Pasal 25 PP no. 35 Tahun 1991 berbunyi “Dilarang mengubah aliran sungai kecuali dengan ijin Pejabat yang berwenang”
Pasal 50 ayat (3) angka 3 dan 4 berbunyi :
Setiap orang dilarang : melakukan penebangan pohon dalam kawasan hutan dengan radius atau jarak sampai dengan 100 (seratus) meter dari kiri kanan tepi sungai dan 50 (lima puluh) meter dari kiri kanan tepi anak sungai;

Berdasarkan fakta-fakta diatas, PT. Rimba Hutani Mas (RHM) tidak dapat memenuhi seluruh kriteria dan indikator pada standar dan pedoman pelaksanaan penilaian Kinerja Pengelolaan Hutan Produksi Lestari dan Verifikasi Legalitas Kayu sebagaimana peraturan direktur jenderal bina usaha kehutanan (lampiran 2.1.) nomor P.8/VI-BPPHH/2011 tanggal 30 Desember 2011. Oleh karena itu maka JPIK Sumatera Selatan secara tegas menyatakan bahwa PT. Rimba Hutani Mas tidak layak mendapatkan SERTIFIKAT VERIFIKASI LEGALITAS KAYU.

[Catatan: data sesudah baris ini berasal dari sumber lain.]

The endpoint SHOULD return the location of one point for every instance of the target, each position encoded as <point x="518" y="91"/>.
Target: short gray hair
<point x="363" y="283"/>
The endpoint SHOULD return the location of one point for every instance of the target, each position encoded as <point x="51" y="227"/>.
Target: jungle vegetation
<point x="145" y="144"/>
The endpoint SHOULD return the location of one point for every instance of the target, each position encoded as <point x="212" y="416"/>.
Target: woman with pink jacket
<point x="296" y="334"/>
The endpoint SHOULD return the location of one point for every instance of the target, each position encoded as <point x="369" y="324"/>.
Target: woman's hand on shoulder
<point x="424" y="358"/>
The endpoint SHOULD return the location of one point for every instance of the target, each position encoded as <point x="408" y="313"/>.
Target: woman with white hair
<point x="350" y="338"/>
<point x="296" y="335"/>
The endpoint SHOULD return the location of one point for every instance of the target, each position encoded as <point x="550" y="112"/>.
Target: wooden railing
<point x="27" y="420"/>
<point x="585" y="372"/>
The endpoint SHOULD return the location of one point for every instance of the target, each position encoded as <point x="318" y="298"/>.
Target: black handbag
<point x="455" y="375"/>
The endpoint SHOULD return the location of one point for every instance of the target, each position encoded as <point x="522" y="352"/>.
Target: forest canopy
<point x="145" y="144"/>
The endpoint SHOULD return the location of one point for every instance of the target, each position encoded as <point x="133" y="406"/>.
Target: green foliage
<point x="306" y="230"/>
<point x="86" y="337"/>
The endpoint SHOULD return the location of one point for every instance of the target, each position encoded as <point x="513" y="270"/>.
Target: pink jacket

Informasi lebih lanjut, silakan menghubungi:
Yuliusman Zawawi, Pocal Poin JPIK Sumsel
Telepon : +62 821 7510 2581
E-mail : yoesplg@yahoo.co.id

CATATAN UNTUK EDITOR

  • Standar Verifikasi Legalitas Kayu (SVLK) adalah persyaratan untuk memenuhi legalitas kayu/produk yang dibuat berdasarkan kesepakatan para pihak (stakeholder) kehutanan yang memuat standard, kriteria, indikator, verifier, metode verifikasi, dan norma penilaian.
  • Sistem Penilaian Kinerja Pengelolaan Hutan Produksi Lestari adalah serangkaian proses penilaian kinerja PHPL dan Verifikasi Legalitas Kayu pada pemegang izin pengusahaan kayu yang memuat standard, kriteria, verifier, metode verifikasi, dan norma penilaian.
  • JPIK adalah Jaringan Pemantau Independen Kehutanan yang telah disepakati dan dideklarasikan pada tanggal 23 September 2010 oleh 29 LSM dan Jaringan LSM dari Aceh sampai Papua. Pembentukan JPIK sebagai wujud dari komitmen untuk ikut berkontribusi aktif dalam mendorong tata kepemerintahan kehutanan yang baik dengan memastikan kredibilitas dan akuntabilitas dari implementasi sistem Pernilaian Kinerja Pengelolaan Hutan Produksi Lestari (PK-PHPL) dan Verifikasi Legalitas Kayu (VLK). JPIK hingga akhir bulan Oktober 2012 beranggotakan 41 lembaga dan 259 individu. JPIK berperan memantau implementasi SVLK, dari proses akreditasi, penilaian/verifikasi terhadap pelaku usaha, hingga proses pelaksanaan ekspor.